Purpose : No successful treatment options currently exist to prevent photoreceptor cell death. Our laboratory has shown that reprogramming photoreceptor metabolism via activation of PKM2 is a novel therapeutic strategy for neuroprotection. However, the low aqueous solubility and structural features of the lead compound, ML-265, limit its translational potential. The goal of this study was to develop the next generation of small molecule PKM2 activators, designed specifically for intraocular delivery.

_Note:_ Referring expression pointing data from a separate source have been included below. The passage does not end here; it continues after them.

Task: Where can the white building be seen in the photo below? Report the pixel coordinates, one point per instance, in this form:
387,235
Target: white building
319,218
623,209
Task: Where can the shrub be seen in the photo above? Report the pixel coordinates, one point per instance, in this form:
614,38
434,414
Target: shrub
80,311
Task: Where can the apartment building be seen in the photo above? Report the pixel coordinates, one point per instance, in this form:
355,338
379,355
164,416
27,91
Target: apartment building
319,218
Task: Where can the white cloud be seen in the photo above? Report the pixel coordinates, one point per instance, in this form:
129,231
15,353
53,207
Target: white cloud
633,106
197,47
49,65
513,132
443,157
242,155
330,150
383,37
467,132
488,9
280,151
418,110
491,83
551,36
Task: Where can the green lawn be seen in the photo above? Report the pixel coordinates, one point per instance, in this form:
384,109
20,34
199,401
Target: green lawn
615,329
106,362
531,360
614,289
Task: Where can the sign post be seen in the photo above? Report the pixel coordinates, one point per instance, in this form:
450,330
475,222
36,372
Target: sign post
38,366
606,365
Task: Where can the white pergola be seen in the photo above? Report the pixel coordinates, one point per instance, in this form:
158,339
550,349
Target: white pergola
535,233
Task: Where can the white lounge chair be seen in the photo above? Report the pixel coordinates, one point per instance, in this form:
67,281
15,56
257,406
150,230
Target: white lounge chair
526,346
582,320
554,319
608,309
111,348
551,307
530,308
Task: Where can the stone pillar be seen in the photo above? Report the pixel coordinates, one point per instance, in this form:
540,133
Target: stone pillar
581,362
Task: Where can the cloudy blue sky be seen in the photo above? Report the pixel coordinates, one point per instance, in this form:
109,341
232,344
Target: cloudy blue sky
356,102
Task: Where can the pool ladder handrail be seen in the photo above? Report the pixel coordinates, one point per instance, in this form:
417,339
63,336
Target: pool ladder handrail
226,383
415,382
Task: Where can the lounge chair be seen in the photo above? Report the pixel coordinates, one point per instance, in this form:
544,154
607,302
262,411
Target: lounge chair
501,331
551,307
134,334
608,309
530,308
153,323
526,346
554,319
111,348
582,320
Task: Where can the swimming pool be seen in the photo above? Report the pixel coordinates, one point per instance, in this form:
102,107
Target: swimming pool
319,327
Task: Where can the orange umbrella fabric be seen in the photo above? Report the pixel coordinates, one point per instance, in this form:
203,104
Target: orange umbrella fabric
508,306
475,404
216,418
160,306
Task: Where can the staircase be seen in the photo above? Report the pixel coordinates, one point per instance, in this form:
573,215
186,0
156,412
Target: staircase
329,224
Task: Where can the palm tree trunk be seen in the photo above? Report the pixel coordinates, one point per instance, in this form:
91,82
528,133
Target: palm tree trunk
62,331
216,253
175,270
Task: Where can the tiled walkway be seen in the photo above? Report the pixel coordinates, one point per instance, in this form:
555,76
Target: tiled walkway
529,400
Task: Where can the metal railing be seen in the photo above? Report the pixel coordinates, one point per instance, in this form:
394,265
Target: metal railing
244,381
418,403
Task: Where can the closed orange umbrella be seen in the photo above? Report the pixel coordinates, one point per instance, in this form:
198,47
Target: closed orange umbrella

Methods : Medicinal chemistry efforts identified optimal heterocyclic replacements for the thienopyrrolopyridazinone core of ML-265 based on ClogP values and docking profile in a PKM2 model. Substitutions for the aniline and sulfoxide moieties focused on structurally related heterocyclic systems and solubilizing functional groups, respectively. Solubility of the analogues was tested at pH 7.4. The ability of the analogues to activate PKM2 was tested with recombinant human PKM2, in vitro in 661W cells, and in vivo in rats via intravitreal injections using a continuous, enzyme coupled assay that measures the depletion of NADH via absorbance at 340 nm. To determine efficacy, 661W cells were pre-treated with the novel analogue or vehicle prior to treatment with Fas ligand. Caspase activity and cell viability were measured.

Results : Analogues of ML-265 were developed with five novel tricyclic core structures. The analogues showed nanomolar potency with recombinant PKM2, and four of these novel cores provided nanomolar potency in vitro in 661W cells. The pyridazinoindolone core (MCTI-313) maintained potency as compared to ML-265 when tested in vivo via intravitreal injections in rats. Treatment with MCTI-313 reduced entrance into the apoptotic cascade and improved cell viability in an in vitro model of outer retinal stress. Thus, structure-activity relationships were explored using this core and various substitutions for the sulfoxide and aniline moieties. Replacing the sulfoxide group with a methoxy group and the aniline moiety with a phenyl group, respectively, maintained potency with recombinant PKM2 and in vitro as compared to ML-265.

Conclusions : As no other molecules are in the pharmaceutical pipeline or being developed for metabolic reprogramming of photoreceptors, this study is the first to develop the next generation of novel, structurally diverse, PKM2 activators for intraocular delivery.

This is a 2020 ARVO Annual Meeting abstract.